Written by Stephanie Marie Thornton
Review by Kate Braithwaite

While Mary Wollstonecraft and Mary Shelley each stand alone for their contributions to feminism and fiction respectively, there’s something about their being mother and daughter that makes each woman’s story just that little bit more captivating. Add the fact that Wollstonecraft died eleven days after giving birth to her daughter, and you have a story crying out for a novelist to take it on. In Her Lost Words, Thornton does so with aplomb.

Mary Wollstonecraft’s views on equality, marriage and independence are formed by the violence she witnessed her father show her mother. She’s free-thinking, clever, and fiercely independent, determined to witness the French Revolution firsthand. A Vindication of the Rights of Woman sets the thinking world on fire, but her unconventional personal life makes for a gripping story. Her daughter Mary will grow up never knowing the famous, exceptional woman who was her mother, and has a tumultuous story of her own when, aged sixteen, she runs off to the continent with a married man.

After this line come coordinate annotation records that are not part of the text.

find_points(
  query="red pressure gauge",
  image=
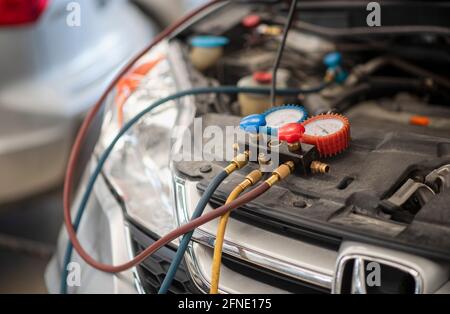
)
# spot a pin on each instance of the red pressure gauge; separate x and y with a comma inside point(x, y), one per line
point(330, 133)
point(291, 133)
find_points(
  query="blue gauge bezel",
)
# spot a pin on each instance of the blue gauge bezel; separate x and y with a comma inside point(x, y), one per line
point(274, 131)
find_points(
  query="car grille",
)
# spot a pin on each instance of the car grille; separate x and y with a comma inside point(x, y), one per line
point(153, 270)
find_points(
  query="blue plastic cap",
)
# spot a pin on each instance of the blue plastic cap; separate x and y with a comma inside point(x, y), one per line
point(209, 41)
point(252, 123)
point(333, 60)
point(341, 76)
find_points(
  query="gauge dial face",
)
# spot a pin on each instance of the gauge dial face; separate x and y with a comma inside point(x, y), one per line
point(279, 118)
point(324, 127)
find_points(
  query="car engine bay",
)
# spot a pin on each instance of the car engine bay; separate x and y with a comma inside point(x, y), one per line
point(391, 186)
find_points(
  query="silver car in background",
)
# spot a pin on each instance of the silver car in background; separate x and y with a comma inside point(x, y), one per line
point(56, 58)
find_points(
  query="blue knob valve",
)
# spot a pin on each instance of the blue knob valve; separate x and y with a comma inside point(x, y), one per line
point(208, 41)
point(253, 123)
point(333, 62)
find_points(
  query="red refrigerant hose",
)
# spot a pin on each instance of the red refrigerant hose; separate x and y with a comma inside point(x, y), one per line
point(75, 153)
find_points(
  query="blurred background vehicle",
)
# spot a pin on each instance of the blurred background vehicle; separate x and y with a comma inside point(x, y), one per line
point(51, 72)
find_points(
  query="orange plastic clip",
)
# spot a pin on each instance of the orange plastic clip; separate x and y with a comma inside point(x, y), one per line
point(129, 83)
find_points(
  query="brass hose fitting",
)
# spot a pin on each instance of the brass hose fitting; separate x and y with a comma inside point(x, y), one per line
point(251, 179)
point(318, 167)
point(238, 162)
point(281, 173)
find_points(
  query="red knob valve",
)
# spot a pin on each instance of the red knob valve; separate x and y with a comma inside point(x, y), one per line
point(291, 133)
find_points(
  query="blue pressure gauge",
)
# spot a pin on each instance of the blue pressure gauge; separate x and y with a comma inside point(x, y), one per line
point(333, 61)
point(280, 116)
point(270, 121)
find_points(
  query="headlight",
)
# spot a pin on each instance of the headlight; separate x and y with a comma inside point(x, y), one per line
point(139, 166)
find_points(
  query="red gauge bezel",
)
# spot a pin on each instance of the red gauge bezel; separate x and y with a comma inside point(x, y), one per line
point(332, 144)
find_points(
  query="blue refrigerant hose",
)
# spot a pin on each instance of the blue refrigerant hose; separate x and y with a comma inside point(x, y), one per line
point(213, 185)
point(133, 121)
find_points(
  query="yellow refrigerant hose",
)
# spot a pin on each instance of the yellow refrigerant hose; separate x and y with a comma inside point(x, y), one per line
point(282, 172)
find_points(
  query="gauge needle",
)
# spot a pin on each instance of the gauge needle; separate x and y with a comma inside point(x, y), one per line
point(324, 130)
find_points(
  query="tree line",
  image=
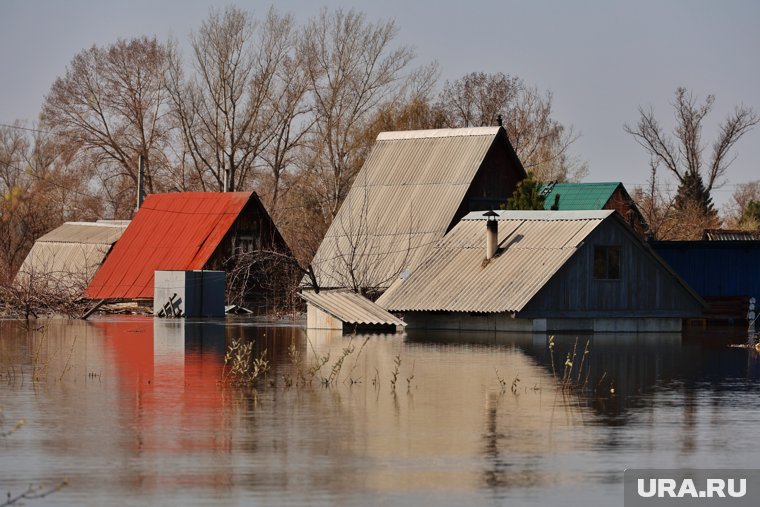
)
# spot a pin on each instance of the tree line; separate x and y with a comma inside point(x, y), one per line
point(251, 103)
point(291, 110)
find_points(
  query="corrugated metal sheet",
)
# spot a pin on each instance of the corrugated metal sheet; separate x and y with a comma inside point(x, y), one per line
point(533, 246)
point(400, 204)
point(101, 233)
point(70, 255)
point(580, 196)
point(715, 268)
point(351, 308)
point(730, 235)
point(177, 231)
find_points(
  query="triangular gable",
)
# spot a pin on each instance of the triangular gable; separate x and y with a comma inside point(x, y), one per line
point(402, 202)
point(178, 231)
point(533, 246)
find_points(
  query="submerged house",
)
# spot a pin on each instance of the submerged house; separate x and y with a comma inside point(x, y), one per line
point(723, 268)
point(66, 258)
point(414, 187)
point(543, 271)
point(594, 196)
point(184, 231)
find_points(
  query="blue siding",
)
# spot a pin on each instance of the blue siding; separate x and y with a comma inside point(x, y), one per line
point(715, 268)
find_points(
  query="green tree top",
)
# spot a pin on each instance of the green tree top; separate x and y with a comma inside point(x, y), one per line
point(527, 195)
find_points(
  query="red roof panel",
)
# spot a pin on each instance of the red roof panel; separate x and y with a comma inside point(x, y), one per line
point(178, 231)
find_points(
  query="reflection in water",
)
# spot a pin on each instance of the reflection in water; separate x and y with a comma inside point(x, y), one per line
point(131, 411)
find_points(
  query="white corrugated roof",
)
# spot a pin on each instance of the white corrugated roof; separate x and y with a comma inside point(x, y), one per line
point(427, 134)
point(401, 203)
point(70, 255)
point(351, 308)
point(101, 233)
point(533, 246)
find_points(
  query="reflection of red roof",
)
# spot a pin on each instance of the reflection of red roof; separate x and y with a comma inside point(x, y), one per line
point(178, 231)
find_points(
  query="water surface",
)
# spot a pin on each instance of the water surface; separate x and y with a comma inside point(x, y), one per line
point(131, 411)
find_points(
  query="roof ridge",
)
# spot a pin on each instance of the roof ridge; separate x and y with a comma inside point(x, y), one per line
point(437, 133)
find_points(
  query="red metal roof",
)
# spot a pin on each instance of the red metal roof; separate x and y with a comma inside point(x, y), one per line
point(178, 231)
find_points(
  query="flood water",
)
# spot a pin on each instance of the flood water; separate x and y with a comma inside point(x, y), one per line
point(131, 411)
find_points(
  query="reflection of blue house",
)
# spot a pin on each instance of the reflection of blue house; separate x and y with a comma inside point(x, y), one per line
point(725, 273)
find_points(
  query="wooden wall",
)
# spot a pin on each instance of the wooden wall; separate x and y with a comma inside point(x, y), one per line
point(495, 181)
point(646, 287)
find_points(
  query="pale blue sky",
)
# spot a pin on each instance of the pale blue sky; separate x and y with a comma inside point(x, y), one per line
point(601, 59)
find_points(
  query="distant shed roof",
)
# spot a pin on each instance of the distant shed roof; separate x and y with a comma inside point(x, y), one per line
point(579, 196)
point(178, 231)
point(730, 235)
point(69, 255)
point(533, 246)
point(351, 308)
point(402, 202)
point(103, 233)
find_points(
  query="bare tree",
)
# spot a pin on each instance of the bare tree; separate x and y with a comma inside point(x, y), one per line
point(225, 110)
point(681, 152)
point(110, 107)
point(736, 210)
point(292, 118)
point(353, 68)
point(541, 142)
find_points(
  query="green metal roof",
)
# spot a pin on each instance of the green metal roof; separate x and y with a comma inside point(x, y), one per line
point(580, 196)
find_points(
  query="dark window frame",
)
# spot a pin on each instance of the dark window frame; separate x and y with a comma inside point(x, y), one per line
point(607, 264)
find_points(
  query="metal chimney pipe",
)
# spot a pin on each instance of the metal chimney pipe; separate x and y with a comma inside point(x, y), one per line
point(140, 181)
point(492, 233)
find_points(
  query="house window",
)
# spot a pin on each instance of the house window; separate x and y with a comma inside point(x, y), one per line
point(246, 244)
point(607, 262)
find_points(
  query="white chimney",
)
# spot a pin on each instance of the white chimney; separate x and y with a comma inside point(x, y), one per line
point(492, 233)
point(140, 184)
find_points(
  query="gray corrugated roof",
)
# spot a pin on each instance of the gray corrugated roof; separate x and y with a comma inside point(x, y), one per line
point(533, 246)
point(66, 265)
point(70, 255)
point(730, 235)
point(400, 204)
point(351, 308)
point(101, 233)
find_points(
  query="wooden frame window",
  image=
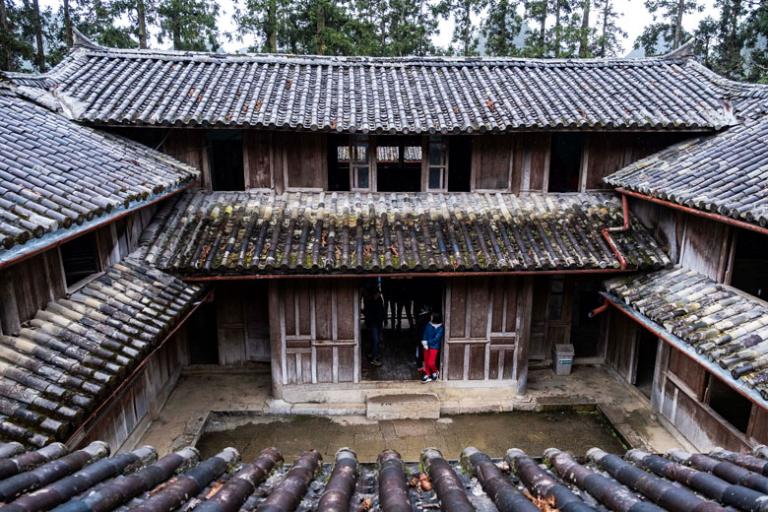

Alternating between the two women’s storylines, Thornton takes us through their love affairs, their mistakes, and their failings, along with their moments of great creative genius and success. Both women are revealed as warm, loving and, above all, human. Both stories come with the added bonus of who they knew and what they saw: from Mary Wollstonecraft’s close-up and personal experience of the French Revolution to Mary Shelley’s relationship with Percy Shelley and her stepsister’s affair with Lord Byron.